4.3. Хроническая эозинофильная пневмония. Причина ее возникновения остается малоизученной, поэтому данное заболевание относят к группеидиопатических. В последние годы появились сообщения о роли лекарственных веществ, индуцирующих возникновение пневмонии. В эту группу лекарственных препаратов внесены блеомицин, нитрофураны, парааминосалициловая кислота, пенициллин, сульфаниламиды, L-триптофан, а также кокаин, соли никеля.

Основными клиническими проявлениями являются кашель, одышка, повышение температуры тела, повышенная потливость, снижение массы тела. Реже возникают жалобы на выделение мокроты, кровохарканье. Болезнь протекает не остро, в клинической картине отсутствуют признаки острой дыхательной недостаточности, как это наблюдается у больных острой эозинофильной пневмонии. Другой отличительной особенностью является то, что легочные инфильтраты спонтанно не разрешаются. Больные нуждаются в лечении. Характерны рентгенологические морфологические изменения.

В анамнезе у 50 % больных имеется БА, у подавляющего большинства повышено содержание эозинофилов в периферической крови. Высокое содержание эозинофилов отмечается и при исследовании мокроты. Большое диагностическое значение имеет обнаружение в ЖБАЛ эозинофилов, количество которых может превышать таковое других клеток. Гиперэозинофилию периферической крови, обнаружение эозинофилов в мокроте и ЖБАЛ всегда сопоставляют с уровнем IgЕ, который у этих больных повышен в 50 % случаев. При рентгенографии органов грудной клетки у большинства больных выявляются периферические несегментарные облаковидные инфильтраты, иногда напоминающие феномен «матового стекла». Они локализуются преимущественно в области верхушек легких и чаще аксиллярно. КТ легких позволяет получить более точную диагностическую информацию о локализации инфильтратов, их распространенности и связи с плеврой.

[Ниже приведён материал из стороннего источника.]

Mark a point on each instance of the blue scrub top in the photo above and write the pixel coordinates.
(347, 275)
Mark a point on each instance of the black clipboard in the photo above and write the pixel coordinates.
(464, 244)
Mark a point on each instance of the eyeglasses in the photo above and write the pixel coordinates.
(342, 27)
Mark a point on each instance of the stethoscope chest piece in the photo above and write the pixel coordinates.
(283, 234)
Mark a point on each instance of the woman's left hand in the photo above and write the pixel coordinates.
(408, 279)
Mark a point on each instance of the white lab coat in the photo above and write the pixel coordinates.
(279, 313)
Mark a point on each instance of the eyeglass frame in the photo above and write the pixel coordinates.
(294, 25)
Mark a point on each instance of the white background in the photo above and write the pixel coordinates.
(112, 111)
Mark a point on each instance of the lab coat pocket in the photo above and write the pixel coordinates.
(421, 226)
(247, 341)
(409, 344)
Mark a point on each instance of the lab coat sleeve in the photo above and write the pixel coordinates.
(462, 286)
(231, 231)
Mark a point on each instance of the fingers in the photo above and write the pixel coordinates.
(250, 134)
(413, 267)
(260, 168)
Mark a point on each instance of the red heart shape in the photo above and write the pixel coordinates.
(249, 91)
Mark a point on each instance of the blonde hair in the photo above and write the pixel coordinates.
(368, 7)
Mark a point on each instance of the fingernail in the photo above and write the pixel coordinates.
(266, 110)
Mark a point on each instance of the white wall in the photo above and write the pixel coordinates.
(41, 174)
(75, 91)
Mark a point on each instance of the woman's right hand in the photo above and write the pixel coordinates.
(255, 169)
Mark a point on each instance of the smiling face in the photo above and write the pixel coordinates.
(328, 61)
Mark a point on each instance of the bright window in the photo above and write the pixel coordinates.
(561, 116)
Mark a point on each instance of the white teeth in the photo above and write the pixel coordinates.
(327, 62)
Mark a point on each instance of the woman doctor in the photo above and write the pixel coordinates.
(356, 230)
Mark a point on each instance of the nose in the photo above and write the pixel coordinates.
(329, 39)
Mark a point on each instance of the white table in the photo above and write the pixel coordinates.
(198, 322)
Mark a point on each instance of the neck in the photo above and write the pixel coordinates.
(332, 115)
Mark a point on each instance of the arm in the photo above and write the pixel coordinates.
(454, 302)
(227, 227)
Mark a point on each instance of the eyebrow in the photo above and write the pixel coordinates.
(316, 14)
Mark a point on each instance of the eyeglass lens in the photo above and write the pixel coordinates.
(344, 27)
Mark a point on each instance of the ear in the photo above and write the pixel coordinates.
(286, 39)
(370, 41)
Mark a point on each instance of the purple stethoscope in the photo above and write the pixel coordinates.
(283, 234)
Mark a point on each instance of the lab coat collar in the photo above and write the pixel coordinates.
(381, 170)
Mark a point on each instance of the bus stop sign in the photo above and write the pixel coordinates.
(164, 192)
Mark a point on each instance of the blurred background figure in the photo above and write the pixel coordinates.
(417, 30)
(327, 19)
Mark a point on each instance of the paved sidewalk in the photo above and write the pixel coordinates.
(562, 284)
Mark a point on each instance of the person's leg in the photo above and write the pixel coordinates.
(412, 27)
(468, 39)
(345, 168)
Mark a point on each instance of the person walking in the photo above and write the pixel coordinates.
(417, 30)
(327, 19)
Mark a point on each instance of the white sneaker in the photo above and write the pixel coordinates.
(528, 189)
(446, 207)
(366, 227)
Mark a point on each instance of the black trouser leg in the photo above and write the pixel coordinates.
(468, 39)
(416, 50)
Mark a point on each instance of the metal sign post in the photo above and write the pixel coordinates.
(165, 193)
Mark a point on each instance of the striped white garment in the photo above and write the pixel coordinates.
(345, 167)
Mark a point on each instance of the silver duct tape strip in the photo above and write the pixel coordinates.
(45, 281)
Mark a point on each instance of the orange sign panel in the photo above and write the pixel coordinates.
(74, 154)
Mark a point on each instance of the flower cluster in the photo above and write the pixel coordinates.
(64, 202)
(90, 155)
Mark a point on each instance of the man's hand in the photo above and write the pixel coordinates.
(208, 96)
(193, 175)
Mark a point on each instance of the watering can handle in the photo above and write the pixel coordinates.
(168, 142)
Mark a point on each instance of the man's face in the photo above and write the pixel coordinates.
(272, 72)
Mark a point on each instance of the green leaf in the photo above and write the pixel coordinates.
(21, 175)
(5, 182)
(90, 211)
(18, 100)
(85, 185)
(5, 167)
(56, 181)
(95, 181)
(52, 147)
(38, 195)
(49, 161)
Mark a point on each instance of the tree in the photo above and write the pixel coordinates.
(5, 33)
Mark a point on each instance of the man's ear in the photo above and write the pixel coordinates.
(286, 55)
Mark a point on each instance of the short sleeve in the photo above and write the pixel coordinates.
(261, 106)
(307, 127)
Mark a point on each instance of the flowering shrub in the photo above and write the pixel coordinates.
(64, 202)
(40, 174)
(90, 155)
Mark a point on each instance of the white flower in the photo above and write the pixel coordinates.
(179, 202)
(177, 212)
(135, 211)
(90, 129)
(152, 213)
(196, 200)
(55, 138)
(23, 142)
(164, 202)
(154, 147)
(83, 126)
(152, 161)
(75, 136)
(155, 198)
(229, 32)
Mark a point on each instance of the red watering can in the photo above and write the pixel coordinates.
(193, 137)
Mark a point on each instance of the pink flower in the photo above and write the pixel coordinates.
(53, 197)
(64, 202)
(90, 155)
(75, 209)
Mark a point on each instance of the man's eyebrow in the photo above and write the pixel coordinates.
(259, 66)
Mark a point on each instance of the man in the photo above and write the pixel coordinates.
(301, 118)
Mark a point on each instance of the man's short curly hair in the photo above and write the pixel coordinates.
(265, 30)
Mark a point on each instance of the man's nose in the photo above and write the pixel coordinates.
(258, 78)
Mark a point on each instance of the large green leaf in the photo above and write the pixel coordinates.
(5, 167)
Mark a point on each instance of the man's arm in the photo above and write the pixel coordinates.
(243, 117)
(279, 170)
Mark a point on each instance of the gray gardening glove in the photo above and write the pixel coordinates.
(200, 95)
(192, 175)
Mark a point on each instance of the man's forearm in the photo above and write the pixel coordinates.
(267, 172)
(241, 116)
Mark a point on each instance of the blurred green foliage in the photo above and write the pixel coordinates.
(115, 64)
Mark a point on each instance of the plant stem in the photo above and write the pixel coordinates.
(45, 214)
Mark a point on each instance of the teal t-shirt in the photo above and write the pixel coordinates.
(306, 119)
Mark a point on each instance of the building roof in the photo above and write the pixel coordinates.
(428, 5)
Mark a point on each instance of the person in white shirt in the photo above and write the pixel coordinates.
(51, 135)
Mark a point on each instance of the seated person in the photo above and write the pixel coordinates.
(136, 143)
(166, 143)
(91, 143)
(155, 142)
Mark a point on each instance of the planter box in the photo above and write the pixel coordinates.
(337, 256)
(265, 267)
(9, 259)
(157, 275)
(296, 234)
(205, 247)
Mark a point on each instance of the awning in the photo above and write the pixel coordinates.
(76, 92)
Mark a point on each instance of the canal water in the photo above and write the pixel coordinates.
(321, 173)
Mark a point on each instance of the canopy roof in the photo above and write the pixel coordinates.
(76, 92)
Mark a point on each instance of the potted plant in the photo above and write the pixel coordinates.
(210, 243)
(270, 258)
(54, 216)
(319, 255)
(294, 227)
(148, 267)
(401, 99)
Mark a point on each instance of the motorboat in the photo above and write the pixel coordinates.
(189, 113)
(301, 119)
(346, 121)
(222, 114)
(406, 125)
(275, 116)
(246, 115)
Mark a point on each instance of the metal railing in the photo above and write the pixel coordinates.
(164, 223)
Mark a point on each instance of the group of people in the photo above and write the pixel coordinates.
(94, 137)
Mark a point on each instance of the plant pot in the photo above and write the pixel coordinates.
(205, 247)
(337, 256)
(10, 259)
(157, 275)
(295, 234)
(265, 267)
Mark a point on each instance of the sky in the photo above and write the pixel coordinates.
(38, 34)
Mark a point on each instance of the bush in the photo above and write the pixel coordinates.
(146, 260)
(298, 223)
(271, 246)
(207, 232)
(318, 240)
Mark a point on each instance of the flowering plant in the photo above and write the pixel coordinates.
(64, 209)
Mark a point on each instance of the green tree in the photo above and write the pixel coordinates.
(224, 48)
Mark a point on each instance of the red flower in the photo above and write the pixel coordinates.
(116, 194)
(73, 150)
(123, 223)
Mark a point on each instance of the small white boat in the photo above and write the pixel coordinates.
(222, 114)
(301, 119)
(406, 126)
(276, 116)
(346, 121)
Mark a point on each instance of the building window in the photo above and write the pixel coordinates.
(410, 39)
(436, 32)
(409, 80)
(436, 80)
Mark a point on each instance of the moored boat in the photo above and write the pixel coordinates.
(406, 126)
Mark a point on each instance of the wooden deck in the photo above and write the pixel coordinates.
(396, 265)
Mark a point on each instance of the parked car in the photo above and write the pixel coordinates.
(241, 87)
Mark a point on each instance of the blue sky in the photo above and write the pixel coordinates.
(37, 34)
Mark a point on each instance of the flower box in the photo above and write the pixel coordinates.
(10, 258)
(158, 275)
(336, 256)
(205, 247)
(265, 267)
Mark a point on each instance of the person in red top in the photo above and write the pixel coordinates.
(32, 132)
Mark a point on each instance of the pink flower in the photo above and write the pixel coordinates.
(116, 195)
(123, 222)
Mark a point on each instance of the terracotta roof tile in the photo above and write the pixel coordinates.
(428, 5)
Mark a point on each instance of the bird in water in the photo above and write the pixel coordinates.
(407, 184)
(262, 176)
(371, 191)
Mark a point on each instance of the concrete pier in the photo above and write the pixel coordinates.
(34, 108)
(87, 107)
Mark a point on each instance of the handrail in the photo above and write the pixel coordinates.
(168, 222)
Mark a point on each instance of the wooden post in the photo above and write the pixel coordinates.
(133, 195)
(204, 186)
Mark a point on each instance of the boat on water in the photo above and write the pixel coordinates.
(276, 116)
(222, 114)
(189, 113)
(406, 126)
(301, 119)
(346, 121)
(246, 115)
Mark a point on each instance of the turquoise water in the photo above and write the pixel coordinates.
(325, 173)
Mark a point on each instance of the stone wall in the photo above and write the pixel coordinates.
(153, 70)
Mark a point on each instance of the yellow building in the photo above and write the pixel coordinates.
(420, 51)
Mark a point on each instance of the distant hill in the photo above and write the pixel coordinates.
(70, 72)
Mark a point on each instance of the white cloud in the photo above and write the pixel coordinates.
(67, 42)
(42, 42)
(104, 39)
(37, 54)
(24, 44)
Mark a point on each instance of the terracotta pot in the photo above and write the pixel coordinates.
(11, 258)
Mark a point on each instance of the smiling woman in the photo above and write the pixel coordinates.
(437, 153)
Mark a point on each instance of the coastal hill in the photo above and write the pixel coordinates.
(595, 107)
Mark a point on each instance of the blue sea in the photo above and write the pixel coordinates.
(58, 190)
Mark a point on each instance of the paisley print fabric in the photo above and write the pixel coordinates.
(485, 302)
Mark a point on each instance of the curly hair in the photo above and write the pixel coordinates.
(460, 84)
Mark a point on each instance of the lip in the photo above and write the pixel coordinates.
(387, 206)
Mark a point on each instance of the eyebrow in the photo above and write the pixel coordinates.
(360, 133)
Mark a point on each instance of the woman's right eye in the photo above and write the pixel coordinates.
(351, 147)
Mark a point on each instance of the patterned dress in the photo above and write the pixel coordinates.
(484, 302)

Патоморфологические изменения при хронической эозинофильной пневмонии характеризуются скоплением в альвеолярном пространстве альвеолярных макрофагов с заметным увеличением количества эозинофилов. Макрофаги содержат фагоцитируемые ими гранулы эозинофилов. На ранних стадиях заболевания наблюдается белковый экссудат в межальвеолярных перегородках с формированием эозинофильных абсцессов и появлением гистиоцитов. Отмечается гиперплазия пневмоцитов второго типа, которая сопровождается воспалительными реакциями интерстициальной ткани. Достаточно сложна дифференциальная морфологическая диагностика хронической эозинофильной пневмонии с синдромом Чердж–Стросс, эозинофильной гранулемой, десквамативной интерстициальной пневмонией и гранулематозом Вегенера. Отличительная морфологическая черта синдрома Чердж–Стросс — признаки гранулематозного васкулита и развитие некротической гранулемы, что не характерно для хронической эозинофильной пневмонии. При эозинофильной гранулеме преобладают изменения в интерстициальной легочной ткани, в которой заметно возрастает уровень гистиоцитов, появляются клетки Лангерганса, а также эозинофилы. Десквамативная интерстициальная пневмония характеризуется аккумуляцией альвеолярных макрофагов в альвеолярном пространстве. Эозинофилы при этой форме воспалительной реакции активного участия не принимают. Гранулематоз Вегенера характеризуется развитием ангиоцентрической гранулемы, которая осложняется асептическим некрозом.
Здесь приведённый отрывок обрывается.